Les terrifiants attentats du 11 septembre 2001 se sont avérés une aubaine pour un groupe de politiciens illuminés, les néo¬conseravateurs, qui ont réussi à s’emparer du pouvoir de décision à Washington, écartant de l’Establishment tous ceux qui ne partagent pas leurs vues. Ils ont réussi également à injecter dans la politique étrangère américaine une dose d’agressivité faramineuse, plaçant la plus puissante armée du monde sur la voie d’un aventurisme militaire dévastateur.
Le résultat est connu : plusieurs pays détruits, des millions de morts et de blessés, des dizaines de millions de réfugiés, une déferlante terroriste sans précédent. Et la dizaine de trillions de dollars dépensés n’ont servi qu’à enrichir encore plus les marchands de la mort et semer la misère, la destruction et l’insécurité dans le monde. L’humanité est aujourd’hui à un tournant de son histoire. La guerre d’Ukraine est enceinte d’un monde nouveau. La violence qui mine ce pays et son peuple, le marasme économique, les pénuries et le désordre financier qui empoisonnent la vie de milliards d’êtres humains s’apparentent aux douleurs de l’accouchement. Tout le monde attend l’enfant à naitre.
S’il nait en bonne santé, nous aurons un nouvel ordre mondial multipolaire, où des équilibres entre les grandes puissances se mettront forcément en place. Où la propension à la coopération se substituera à la propension à la domination. Où l’entraide et l’assistance se substitueront à l’avidité et à l’arrogance. Où l’énergie créatrice se substituera à l’énergie destructrice.
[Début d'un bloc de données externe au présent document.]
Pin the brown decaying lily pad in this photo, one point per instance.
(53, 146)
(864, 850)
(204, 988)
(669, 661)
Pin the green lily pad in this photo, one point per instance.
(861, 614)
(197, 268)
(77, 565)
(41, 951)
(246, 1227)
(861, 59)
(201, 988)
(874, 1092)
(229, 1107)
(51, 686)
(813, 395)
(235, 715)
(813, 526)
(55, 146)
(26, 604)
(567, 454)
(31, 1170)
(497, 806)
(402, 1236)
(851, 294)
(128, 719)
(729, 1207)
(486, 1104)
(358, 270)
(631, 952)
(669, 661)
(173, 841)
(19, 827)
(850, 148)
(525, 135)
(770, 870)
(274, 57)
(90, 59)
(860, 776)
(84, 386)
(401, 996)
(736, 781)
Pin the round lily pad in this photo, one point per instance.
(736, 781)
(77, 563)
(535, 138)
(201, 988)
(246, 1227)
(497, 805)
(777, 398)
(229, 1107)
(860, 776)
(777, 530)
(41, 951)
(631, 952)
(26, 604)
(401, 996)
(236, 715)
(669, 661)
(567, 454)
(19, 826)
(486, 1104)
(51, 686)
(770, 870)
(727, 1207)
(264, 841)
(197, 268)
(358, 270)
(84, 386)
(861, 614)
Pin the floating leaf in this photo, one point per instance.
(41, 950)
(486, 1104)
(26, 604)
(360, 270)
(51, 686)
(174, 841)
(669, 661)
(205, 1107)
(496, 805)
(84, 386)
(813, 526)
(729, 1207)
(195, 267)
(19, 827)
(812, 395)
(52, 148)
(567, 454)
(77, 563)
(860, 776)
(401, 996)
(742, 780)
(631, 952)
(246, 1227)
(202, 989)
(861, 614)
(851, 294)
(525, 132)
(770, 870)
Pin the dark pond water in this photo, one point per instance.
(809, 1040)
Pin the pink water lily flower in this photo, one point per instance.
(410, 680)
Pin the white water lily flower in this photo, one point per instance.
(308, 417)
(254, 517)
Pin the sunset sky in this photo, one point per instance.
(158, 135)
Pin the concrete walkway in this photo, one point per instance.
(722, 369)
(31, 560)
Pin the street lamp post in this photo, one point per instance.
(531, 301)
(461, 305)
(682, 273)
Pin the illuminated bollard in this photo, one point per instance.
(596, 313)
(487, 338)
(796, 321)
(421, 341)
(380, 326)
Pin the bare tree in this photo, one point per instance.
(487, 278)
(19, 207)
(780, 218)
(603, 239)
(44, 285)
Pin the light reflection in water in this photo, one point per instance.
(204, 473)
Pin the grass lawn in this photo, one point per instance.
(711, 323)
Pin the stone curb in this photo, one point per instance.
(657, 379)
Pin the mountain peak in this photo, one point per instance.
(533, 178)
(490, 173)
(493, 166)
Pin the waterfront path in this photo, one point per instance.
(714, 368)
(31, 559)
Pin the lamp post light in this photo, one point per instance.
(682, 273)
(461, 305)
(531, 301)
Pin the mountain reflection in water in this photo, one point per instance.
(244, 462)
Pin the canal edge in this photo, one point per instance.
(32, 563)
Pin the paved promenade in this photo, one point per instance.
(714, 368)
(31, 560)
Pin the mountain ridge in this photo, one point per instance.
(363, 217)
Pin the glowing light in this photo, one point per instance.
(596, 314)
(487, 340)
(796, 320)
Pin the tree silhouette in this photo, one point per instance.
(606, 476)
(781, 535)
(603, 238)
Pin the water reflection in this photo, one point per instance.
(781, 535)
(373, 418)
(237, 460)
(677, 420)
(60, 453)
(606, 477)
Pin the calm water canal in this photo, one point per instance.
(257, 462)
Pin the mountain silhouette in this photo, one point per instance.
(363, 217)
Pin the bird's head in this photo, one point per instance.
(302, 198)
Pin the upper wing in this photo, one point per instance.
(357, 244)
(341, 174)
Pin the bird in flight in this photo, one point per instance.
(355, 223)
Si, par malheur, il est mort-né, le monde entrera dans une nouvelle phase de désordre, de déstabilisation et d’insécurité. En effet, la guerre d’Ukraine est un bras de fer sanglant, par Ukrainiens interposés, entre ceux qui veulent que cette grossesse aboutisse à la naissance d’un enfant en bonne santé qui donnerait un nouveau départ et un nouvel espoir à l’humanité, et ceux qui veulent provoquer un avortement pour maintenir les choses en l’état et perpétuer le pillage et le carnage, la déprédation et la dévastation qu’imposent au monde les va-t-en guerre qui tiennent le haut du pavé à Washington, avec l’aide de leurs alliés européens.
Il y a quelques points lumineux à l’horizon qui nourrissent l’espoir que les choses ne seront pas maintenues en l’état. Il y a des signes qui nous indiquent que les douleurs d’accouchement que vit le monde actuellement ne seront pas de même nature que les « birth pangs of a New Middle East » (les douleurs d’accouchement d’un nouveau Moyen-Orient) que nous annonçait, il y a 20 ans, la Condoleezza Rice et qui ont abouti aux ravages que l’on sait. Cette fois, il y a des indices qui nous font espérer que les « birth pangs » en cours n’aboutiront pas à l’anarchie destructrice, mais à un nouvel ordre constructeur.
Rappelons quelques-uns de ces indices. Quand le président américain Joseph Biden appelle au téléphone les dirigeants d’Arabie Saoudite et des Emirats Arabes Unis et se fait ignorer, c’est un signal clair que le monde est en train de changer.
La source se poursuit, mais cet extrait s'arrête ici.